Cerné par les forces de l'ordre quelques heures plus tard dans la banlieue sud de Dehiwala, le suspect s'est alors fait exploser, causant la mort de deux passants. À peu près au même moment, dans le nord de la ville, à Orugodawatta, la femme d'un des frères kamikazes a actionné des explosifs lorsque les forces de l'ordre sont arrivées à leur résidence familiale, tuant avec elle-même ses deux enfants et trois policiers.

- Larmes et deuil -

Le Sri Lanka a rendu mardi un hommage poignant aux 321 morts des attentats, selon un nouveau bilan. Parmi les tués figurent au moins 39 étrangers - dont une personne de nationalité française, selon Colombo - et 45 enfants et adolescents.

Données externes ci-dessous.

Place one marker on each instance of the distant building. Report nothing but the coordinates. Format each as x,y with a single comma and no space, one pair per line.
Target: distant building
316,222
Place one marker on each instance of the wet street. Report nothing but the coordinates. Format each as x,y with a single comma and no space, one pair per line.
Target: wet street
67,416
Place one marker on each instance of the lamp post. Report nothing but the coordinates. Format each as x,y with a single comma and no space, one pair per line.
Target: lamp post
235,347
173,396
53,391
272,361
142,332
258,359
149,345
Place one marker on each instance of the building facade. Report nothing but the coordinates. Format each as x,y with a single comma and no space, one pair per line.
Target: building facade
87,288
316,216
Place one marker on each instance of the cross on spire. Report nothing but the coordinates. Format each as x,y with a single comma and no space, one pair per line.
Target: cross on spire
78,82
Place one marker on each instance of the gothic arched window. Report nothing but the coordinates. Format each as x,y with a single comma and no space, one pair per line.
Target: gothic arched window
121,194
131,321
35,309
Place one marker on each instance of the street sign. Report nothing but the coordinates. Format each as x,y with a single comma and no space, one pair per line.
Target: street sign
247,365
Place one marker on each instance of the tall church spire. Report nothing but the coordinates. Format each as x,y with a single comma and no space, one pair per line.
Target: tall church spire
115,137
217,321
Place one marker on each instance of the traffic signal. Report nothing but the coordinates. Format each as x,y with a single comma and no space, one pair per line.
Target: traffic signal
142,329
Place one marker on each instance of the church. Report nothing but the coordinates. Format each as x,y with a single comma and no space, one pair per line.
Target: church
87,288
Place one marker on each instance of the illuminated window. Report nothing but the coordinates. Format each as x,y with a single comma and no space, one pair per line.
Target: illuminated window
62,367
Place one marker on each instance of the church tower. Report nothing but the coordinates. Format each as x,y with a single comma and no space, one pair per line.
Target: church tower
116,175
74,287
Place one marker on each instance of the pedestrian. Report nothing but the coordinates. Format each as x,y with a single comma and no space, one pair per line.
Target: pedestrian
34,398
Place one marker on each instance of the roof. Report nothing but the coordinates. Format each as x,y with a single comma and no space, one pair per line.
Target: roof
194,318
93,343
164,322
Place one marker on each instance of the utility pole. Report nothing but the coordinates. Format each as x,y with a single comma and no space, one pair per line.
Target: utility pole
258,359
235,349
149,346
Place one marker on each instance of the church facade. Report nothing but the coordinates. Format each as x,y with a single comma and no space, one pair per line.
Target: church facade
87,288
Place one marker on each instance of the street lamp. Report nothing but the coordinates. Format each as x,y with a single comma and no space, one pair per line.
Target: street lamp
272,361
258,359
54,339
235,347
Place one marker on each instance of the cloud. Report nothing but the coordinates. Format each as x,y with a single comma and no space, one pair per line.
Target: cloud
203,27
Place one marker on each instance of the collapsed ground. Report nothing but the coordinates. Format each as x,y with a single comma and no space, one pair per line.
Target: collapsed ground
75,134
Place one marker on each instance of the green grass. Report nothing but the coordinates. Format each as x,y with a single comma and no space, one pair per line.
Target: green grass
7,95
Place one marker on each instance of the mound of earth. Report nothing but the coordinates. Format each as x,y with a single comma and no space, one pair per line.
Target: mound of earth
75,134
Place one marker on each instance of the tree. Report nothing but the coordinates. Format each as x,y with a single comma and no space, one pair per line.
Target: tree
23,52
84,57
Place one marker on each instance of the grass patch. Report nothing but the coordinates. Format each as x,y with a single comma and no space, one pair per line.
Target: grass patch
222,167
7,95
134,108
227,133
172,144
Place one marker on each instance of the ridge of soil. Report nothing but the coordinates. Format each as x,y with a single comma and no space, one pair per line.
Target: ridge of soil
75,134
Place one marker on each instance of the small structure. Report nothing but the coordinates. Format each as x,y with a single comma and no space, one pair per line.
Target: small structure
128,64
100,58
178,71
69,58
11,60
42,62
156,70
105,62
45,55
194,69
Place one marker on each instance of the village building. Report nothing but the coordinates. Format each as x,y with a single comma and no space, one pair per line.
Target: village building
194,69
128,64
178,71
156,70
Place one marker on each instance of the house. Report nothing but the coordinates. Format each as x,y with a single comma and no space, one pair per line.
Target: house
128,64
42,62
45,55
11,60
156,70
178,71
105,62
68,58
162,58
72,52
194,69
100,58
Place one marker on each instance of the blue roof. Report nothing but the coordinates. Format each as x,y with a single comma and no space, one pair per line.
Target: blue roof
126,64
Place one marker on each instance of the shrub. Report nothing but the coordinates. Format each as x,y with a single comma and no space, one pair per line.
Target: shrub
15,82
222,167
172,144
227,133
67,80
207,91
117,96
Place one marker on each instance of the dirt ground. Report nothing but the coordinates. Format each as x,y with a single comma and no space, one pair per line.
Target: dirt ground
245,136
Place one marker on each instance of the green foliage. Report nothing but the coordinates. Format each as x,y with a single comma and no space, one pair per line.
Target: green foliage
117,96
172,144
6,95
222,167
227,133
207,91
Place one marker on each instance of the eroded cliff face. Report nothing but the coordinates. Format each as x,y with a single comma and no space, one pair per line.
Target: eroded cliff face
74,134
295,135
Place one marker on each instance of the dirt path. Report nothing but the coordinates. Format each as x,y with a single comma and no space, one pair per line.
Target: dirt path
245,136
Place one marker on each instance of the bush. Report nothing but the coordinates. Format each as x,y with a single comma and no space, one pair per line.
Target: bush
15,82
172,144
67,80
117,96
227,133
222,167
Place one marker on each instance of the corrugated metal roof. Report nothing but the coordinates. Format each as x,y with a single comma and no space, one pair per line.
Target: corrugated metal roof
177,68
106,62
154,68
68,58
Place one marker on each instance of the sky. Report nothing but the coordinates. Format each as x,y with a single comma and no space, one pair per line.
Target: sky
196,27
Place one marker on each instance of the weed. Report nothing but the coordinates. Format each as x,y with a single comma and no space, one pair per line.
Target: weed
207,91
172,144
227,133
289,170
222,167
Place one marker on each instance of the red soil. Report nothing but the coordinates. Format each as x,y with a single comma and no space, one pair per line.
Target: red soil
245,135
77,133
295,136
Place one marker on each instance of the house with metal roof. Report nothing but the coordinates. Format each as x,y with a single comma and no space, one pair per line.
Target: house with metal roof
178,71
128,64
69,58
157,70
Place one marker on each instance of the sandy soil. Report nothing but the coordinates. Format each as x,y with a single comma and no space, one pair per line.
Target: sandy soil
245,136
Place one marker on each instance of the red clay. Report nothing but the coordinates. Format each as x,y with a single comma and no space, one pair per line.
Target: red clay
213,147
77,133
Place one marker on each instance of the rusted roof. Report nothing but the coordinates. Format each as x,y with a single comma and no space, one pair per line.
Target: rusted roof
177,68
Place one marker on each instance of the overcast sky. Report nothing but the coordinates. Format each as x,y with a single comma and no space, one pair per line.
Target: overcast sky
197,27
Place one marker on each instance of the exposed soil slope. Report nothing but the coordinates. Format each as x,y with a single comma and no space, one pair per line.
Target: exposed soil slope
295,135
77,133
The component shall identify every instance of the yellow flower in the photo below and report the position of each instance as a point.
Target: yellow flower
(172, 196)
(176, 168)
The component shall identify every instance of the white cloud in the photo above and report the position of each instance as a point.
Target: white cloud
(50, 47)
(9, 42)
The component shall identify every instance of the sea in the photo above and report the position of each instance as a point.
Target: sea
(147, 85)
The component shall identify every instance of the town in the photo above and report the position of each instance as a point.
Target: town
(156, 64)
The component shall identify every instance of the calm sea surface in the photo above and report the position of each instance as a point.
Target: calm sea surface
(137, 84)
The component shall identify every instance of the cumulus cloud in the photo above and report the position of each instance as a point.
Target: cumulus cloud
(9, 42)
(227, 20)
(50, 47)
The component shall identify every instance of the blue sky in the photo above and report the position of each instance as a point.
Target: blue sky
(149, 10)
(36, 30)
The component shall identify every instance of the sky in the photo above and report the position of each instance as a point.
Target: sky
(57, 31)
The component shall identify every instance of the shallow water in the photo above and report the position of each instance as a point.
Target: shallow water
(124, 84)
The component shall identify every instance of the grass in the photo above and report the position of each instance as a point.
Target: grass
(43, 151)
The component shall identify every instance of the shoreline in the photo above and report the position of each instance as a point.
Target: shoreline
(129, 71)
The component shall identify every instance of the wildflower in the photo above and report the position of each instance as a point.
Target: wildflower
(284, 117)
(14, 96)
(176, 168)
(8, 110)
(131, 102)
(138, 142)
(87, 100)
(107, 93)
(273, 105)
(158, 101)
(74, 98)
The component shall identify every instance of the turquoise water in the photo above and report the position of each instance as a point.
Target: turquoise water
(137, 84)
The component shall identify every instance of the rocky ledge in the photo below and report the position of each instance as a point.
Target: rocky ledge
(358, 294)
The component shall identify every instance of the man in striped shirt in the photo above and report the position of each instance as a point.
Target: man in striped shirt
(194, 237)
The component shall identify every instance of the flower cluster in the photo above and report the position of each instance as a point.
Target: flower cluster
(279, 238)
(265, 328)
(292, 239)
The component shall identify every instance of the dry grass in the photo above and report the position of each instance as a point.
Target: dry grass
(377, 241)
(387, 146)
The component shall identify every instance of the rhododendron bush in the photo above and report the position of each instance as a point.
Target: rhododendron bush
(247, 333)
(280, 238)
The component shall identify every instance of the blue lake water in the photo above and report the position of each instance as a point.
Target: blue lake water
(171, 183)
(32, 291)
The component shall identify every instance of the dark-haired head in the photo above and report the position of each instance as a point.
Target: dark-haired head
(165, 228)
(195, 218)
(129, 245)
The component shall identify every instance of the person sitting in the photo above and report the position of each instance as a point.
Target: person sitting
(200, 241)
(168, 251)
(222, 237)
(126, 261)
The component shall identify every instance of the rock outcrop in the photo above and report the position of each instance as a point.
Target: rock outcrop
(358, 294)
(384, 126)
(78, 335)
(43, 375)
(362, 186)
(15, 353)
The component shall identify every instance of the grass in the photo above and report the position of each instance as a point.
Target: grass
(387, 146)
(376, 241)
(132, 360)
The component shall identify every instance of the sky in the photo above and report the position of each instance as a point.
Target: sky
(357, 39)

L'île de 21 millions d'habitants est restée silencieuse durant trois minutes à 08H30 locales (03H00 GMT), heure de la première explosion d'un kamikaze deux jours auparavant, à l'église catholique Saint-Antoine de Colombo.

Des Sri-Lankais laissaient libre cours à leur douleur mardi lors de messes en hommage aux morts de ces attentats, les pires violences qu'ait connu le pays depuis, il y a dix ans, la fin de la guerre civile entre la majorité cinghalaise et la rébellion indépendantiste tamoule.

Anéantis, des proches de victimes s'effondraient dans les bras de leurs voisins.

"Nous n'avons pas ressenti une telle tristesse depuis la guerre", a assuré Rashmi Fernando, une femme de 36 ans, qui participait à l'une de ces cérémonies.

Le gouvernement a décrété une journée de deuil national. Les magasins vendant de l'alcool sont fermés, les drapeaux sont en berne et les radios et télévisions doivent adapter leur programmation musicale.

À l'église Saint-Antoine, des dizaines de personnes ont prié en silence, des bougies à la main, certaines retenant à grand peine leurs larmes. À l'issue des trois minutes de silence, la foule a entamé une prière à voix haute.

À une trentaine de kilomètres plus au nord, dans la localité de Negombo, une messe commémorative a eu lieu à l'église Saint-Sébastien, autre lieu d'un attentat suicide. Des cercueils étaient portés à tour de rôle sur des tables, devant des proches secoués de sanglots.

"Il y a tant de corps que nous ne pouvons pas les présenter tous en même temps", a expliqué à l'AFP Anthony Jayakody, évêque auxiliaire de Colombo qui célébrait la messe.

- Rivalités au sommet de l'État -

Les premiers éléments de l'enquête montrent que ces attentats ont été commis en représailles au récent massacre des mosquées de Christchurch en Nouvelle-Zélande (50 morts), a annoncé mardi le vice-ministre sri-lankais de la Défense Ruwan Wijewardene.

L'organisation NTJ avait fait il y a dix jours l'objet d'une alerte diffusée aux services de police, selon laquelle elle préparait des attentats suicides contre des églises et l'ambassade d'Inde à Colombo.

D'après le porte-parole du gouvernement, cette alerte n'avait pas été transmise au Premier ministre Ranil Wickremesinghe ou à d'autres ministres de haut rang. Un élément qui pourrait relancer la crise au sommet de l'État sri-lankais.

La police est en effet de la juridiction du président Maithripala Sirisena, en conflit ouvert avec son chef de gouvernement. Il l'avait limogé à l'automne mais avait été forcé de le réinvestir après sept semaines de chaos politique. Les deux têtes de l'exécutif se vouent une animosité réciproque.

Environ 1,2 million de catholiques vivent au Sri Lanka, un pays majoritairement bouddhiste (70%) qui compte aussi 12% d'hindous et 10% de musulmans.

Les ambassades étrangères au Sri Lanka ont recommandé à leurs ressortissants d'éviter tout déplacement non impératif. Les États-Unis ont, dans leurs conseils aux voyageurs, évoqué la possibilité de nouvelles attaques.